No fim daquela tarde cinza ela ouviu o chamado. Abandonou seu
lar sem se despedir dos que ficaram. Não escreveu sequer uma nota. Lá deixou
tudo que tinha: carro, celular, o extrato de contas a pagar. Deixou para trás sua
caixa de recordações e até a mais íntima veste. Seguiu nua pela rodovia
principal da cidade. Não demorou até que um coro de buzinas explodisse e uma
dezena de carros parasse no acostamento da pista. Ela não parou. Continuou a
caminhar em sua ausência de caminhos, completamente absorta aos flashs e gracejos
despudorados.
Era fêmea feroz. Mais valente que qualquer um daqueles
machos destituídos da alfa essência. Patéticos. Eles se limitavam a empunhar
seus celulares, ao invés de lutar por um possível coito. Suas mãos fragilizadas
pelos hábitos saudáveis da modernidade não eram aptas para tal. Para eles, mais
valia o registro perfeito da nudez feminina que a satisfação do genuíno
instinto. Ao fim daquele episódio, eles voltariam para o aconchego de suas
casas, para suas esposas e famílias. Compartilhariam as gravações em suas redes
sociais diretamente do conforto de seus banheiros assépticos. As nádegas sobre
a porcelana fria dos aparelhos sanitários. Os membros flácidos entre as pernas
desnudas.
Uma senhora religiosa tentou cobri-la com um manto, mas ela rejeitou.

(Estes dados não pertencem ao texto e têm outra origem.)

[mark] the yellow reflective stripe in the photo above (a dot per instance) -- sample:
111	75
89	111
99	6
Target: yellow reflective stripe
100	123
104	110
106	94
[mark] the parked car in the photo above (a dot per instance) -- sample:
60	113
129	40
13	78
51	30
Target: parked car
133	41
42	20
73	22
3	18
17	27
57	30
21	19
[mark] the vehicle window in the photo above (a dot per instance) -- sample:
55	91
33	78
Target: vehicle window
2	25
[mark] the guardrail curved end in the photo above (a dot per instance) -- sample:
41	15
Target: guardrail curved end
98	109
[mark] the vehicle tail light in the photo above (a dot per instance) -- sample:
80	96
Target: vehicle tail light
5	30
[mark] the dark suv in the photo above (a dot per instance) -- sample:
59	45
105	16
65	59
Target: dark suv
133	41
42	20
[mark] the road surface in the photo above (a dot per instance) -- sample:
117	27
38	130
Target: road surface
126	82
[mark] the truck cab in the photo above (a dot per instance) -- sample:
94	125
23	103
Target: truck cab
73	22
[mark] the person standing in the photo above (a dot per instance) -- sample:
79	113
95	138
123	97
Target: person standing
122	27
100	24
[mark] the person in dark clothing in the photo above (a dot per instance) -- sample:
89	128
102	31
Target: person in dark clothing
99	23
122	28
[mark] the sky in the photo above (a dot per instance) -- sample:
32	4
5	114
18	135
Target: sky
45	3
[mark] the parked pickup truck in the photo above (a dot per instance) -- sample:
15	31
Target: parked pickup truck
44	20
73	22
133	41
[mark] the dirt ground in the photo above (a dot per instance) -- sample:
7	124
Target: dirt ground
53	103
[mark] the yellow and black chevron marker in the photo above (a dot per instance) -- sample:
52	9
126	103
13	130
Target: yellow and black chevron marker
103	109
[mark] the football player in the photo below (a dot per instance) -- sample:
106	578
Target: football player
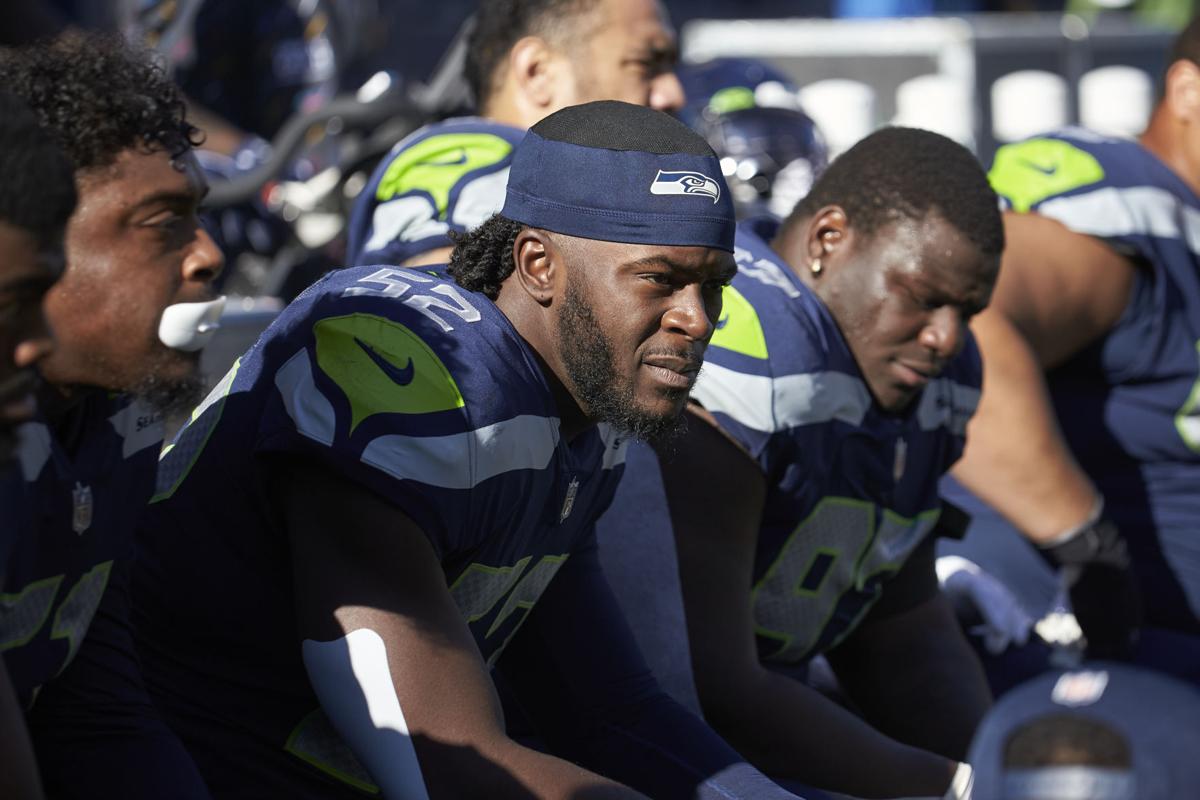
127	314
1091	355
36	198
394	491
525	59
804	497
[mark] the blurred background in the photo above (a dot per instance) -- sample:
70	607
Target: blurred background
301	98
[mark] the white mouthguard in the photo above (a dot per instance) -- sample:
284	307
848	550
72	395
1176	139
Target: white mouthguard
190	325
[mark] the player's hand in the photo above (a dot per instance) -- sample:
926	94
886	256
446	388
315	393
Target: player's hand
1104	596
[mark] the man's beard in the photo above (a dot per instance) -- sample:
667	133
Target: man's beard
175	396
588	358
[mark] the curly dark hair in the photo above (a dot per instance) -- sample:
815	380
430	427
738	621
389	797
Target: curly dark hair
483	258
499	24
97	97
1066	739
37	191
905	173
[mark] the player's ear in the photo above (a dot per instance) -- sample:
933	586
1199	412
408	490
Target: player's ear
537	264
535	71
1182	92
826	234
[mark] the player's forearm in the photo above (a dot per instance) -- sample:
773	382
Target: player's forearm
545	776
1015	458
790	731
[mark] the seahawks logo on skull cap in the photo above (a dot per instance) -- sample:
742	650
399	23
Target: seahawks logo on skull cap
685	182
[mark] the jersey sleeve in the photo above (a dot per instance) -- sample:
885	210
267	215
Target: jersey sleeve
1030	173
419	414
441	185
737	384
396	380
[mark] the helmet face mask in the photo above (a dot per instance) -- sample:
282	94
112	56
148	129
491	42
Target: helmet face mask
769	156
771	150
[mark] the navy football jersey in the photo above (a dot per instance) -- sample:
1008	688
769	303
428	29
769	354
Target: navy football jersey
443	178
851	491
415	389
72	504
1129	404
73	522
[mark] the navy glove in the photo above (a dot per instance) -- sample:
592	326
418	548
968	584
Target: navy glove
1104	596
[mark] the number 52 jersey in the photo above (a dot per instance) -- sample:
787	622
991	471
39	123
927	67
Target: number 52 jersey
421	392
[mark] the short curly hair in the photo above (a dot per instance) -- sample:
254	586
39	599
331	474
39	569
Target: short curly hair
499	24
905	173
97	97
483	258
37	191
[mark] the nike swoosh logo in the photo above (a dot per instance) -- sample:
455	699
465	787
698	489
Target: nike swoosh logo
401	377
1042	168
457	162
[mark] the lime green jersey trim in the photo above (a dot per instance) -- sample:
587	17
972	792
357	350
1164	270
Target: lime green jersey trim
1030	172
315	732
1186	421
383	367
34	603
732	98
216	397
739	328
437	163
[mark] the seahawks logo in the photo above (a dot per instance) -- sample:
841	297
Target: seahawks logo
685	182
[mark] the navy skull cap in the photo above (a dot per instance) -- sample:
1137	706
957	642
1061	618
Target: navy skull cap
622	173
1156	715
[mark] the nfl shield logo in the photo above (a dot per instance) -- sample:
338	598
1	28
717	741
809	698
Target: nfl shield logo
569	503
1077	689
81	518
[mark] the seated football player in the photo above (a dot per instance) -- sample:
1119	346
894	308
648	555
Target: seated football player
525	60
804	498
36	198
1091	349
126	316
393	493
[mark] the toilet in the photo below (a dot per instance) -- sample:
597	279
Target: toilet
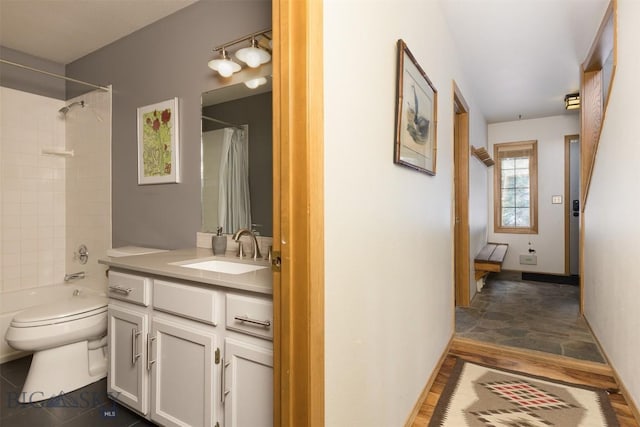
68	339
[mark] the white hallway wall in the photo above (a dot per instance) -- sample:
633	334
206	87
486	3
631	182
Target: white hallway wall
611	227
388	229
549	242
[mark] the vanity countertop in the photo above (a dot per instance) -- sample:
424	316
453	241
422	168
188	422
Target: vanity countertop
163	264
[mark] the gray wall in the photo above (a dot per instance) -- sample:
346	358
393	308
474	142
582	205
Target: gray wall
30	81
164	60
255	111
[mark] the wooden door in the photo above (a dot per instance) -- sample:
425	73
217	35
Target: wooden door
461	186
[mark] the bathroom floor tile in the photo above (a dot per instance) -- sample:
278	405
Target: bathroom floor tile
15	371
88	406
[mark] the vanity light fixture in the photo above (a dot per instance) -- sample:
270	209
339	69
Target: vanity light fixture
254	83
572	101
254	56
224	65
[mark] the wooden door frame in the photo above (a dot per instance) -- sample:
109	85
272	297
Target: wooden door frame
461	198
567	202
298	235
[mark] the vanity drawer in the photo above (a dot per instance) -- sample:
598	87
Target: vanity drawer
250	315
186	301
129	287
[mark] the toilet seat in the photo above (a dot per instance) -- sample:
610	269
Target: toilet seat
67	310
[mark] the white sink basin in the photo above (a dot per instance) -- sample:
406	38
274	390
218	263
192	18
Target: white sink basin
225	267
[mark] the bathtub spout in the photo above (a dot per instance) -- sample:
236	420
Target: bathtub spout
71	276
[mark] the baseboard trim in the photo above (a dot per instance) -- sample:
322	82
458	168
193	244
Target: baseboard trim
460	346
427	387
623	389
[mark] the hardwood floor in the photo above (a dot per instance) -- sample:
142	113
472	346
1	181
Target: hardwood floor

Não desejava aquele tipo de auxílio. Não queria mais se sujeitar aos princípios
de vida em sociedade, seguir padrões de comportamento, aprisionar-se em
vestimentas sob medida, esculpir um corpo desejável, conquistar um bom emprego,
agir de forma conveniente, servir a um deus, construir uma família, pagar
impostos, contribuir para o crescimento de sua nação. Não! Queria viver como os
animais. Sem precisar maquiar os instintos para perpetuar a ilusão humana. Sem chamar
de amor as estratégias da natureza.
Indignara-se sobre como o homem dificultara a própria vida
na terra criando tantas nomenclaturas e padrões de comportamento, quando na
verdade a vida deveria ser simples e natural. Enfurecera-se contra as amarras
invisíveis criadas pelo próprio ser humano.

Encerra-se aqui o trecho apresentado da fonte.